If one begins to type “Iowa is” into the Google search bar, one of the top phrases the auto-fill feature recommends to complete the sentence is “famous for.” Clearly, the masses are still searching for the true identity of the state that has given us everything from Ashton Kutcher to those annoyingly premature presidential caucuses. (Although that does not beat the search for “Idaho is,” which yields as the top entry “not a real place.”) But perhaps the auto-fill should now recommend “gutsy” as exemplified in the state supreme court’s opinion in Miranda v. Said, 836 N.W.2d 8 (Iowa 2013). In Miranda, the Iowa Supreme Court held in a 5–1 decision that emotional-distress damages are available to plaintiffs in a legal-malpractice action involving an immigration attorney whose reckless representation led to the plaintiffs’ banishment from the country and separation from their children.
The opinion was not popular among the defense bar. Post-Miranda, some legal bloggers ignored all the qualifiers of the above description of the case and had the clairvoyance to predict that the apocalypse in legal-malpractice defense was dawning, that the decision would open the proverbial door for allowing emotional-distress damages in all types of cases and trigger the overused “chilling effect” on practicing law. After all, isn’t mental anguish a by-product of any unsuccessful litigation?
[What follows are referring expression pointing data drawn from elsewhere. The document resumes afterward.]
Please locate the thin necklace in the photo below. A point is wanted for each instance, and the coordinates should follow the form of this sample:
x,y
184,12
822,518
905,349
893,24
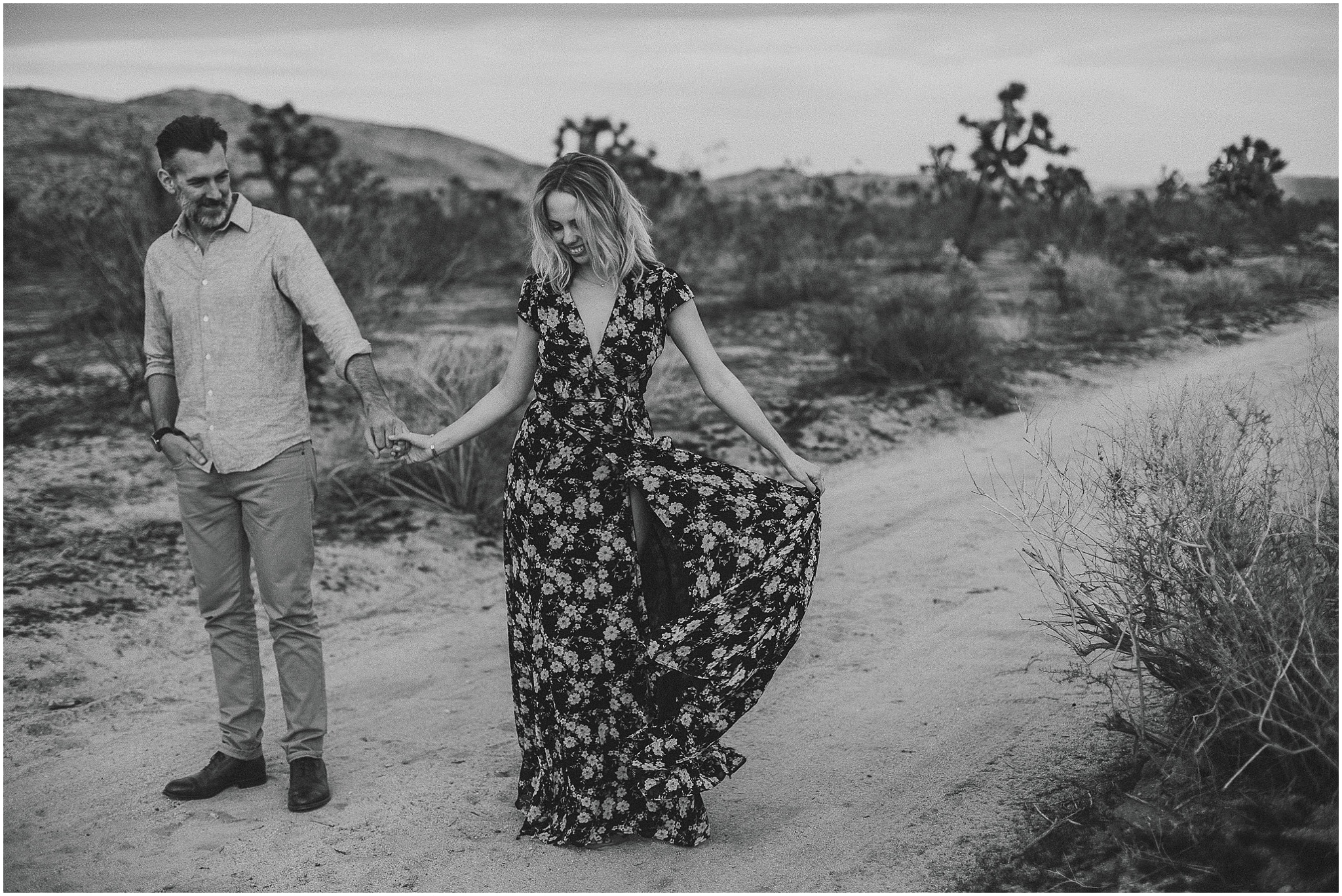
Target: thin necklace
x,y
602,284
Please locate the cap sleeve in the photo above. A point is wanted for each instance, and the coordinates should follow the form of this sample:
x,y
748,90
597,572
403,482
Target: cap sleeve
x,y
676,291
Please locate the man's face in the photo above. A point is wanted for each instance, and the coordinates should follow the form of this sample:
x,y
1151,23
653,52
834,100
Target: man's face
x,y
199,181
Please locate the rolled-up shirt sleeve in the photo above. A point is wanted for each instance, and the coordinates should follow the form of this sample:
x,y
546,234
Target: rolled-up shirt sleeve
x,y
302,276
157,330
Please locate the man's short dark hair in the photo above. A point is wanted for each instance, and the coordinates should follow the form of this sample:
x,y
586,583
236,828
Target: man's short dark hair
x,y
198,133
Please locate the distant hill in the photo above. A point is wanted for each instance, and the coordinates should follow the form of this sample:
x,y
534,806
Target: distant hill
x,y
1309,189
47,133
790,187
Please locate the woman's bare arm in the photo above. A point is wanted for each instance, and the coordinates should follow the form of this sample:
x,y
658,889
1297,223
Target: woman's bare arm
x,y
725,390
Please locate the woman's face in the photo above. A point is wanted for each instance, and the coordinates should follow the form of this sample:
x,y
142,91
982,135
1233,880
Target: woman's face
x,y
562,212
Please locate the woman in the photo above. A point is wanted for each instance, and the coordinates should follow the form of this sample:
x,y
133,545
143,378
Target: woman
x,y
651,592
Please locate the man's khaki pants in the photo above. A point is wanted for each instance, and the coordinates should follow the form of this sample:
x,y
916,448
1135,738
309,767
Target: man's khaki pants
x,y
230,521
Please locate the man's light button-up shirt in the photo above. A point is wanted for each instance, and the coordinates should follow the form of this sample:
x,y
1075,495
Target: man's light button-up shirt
x,y
269,281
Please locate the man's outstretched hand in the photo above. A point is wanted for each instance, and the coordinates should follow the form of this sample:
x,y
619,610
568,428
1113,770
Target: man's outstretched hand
x,y
379,427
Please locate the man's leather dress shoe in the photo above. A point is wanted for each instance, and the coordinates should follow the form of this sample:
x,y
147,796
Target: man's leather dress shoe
x,y
308,788
221,773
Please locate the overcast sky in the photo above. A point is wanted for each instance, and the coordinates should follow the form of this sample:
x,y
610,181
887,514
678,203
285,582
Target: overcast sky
x,y
729,88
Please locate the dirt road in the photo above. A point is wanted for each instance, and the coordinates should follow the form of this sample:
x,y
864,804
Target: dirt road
x,y
896,745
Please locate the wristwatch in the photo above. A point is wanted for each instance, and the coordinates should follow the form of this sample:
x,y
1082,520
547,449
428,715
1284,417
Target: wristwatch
x,y
163,431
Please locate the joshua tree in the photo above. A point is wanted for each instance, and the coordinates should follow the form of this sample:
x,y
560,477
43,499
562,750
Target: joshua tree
x,y
654,185
286,143
1060,185
1004,145
1242,175
948,181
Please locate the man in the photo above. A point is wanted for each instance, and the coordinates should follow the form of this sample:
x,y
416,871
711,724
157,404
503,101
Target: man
x,y
227,290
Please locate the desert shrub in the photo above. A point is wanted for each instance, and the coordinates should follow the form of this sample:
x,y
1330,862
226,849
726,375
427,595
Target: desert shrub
x,y
1247,297
1102,302
1299,279
925,330
1193,558
97,229
449,377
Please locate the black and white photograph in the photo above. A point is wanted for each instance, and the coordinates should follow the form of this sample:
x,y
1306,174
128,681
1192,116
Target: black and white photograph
x,y
670,447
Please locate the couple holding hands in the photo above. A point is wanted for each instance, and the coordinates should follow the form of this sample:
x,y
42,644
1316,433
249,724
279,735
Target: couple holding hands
x,y
651,592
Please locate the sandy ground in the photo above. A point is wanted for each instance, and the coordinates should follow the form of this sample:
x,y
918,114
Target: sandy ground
x,y
902,738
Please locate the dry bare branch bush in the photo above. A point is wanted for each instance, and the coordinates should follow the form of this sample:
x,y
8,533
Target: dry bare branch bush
x,y
1192,553
450,377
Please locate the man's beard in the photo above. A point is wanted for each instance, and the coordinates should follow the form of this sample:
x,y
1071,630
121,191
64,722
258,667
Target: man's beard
x,y
208,215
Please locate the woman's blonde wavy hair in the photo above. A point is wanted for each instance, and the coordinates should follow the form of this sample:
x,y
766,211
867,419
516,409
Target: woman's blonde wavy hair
x,y
613,223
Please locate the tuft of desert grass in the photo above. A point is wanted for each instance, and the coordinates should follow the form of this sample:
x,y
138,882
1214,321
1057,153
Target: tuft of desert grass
x,y
1192,557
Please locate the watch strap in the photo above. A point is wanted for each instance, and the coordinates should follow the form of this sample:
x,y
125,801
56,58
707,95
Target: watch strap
x,y
163,431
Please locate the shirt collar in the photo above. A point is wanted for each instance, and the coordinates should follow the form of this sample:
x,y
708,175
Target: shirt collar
x,y
239,215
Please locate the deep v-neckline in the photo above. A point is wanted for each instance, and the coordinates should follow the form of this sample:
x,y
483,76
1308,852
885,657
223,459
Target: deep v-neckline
x,y
595,353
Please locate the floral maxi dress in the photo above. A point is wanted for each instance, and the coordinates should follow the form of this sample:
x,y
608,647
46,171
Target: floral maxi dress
x,y
630,663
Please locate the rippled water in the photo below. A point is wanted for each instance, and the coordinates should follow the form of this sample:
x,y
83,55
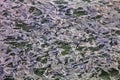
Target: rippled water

Based on these forecasts, perhaps one could have wholly expected “Iowa is known for . . . ruining the practice of law” to display in the Google search bar.
In fact, the Miranda opinion is tame and should not be an archetype of a new wave of decisions. Miranda still represents how the minority of jurisdictions award emotional-distress damages in attorney-malpractice lawsuits although, at best, it may expand the scope of what is justifiably “distressful” in the context of a legal-malpractice matter.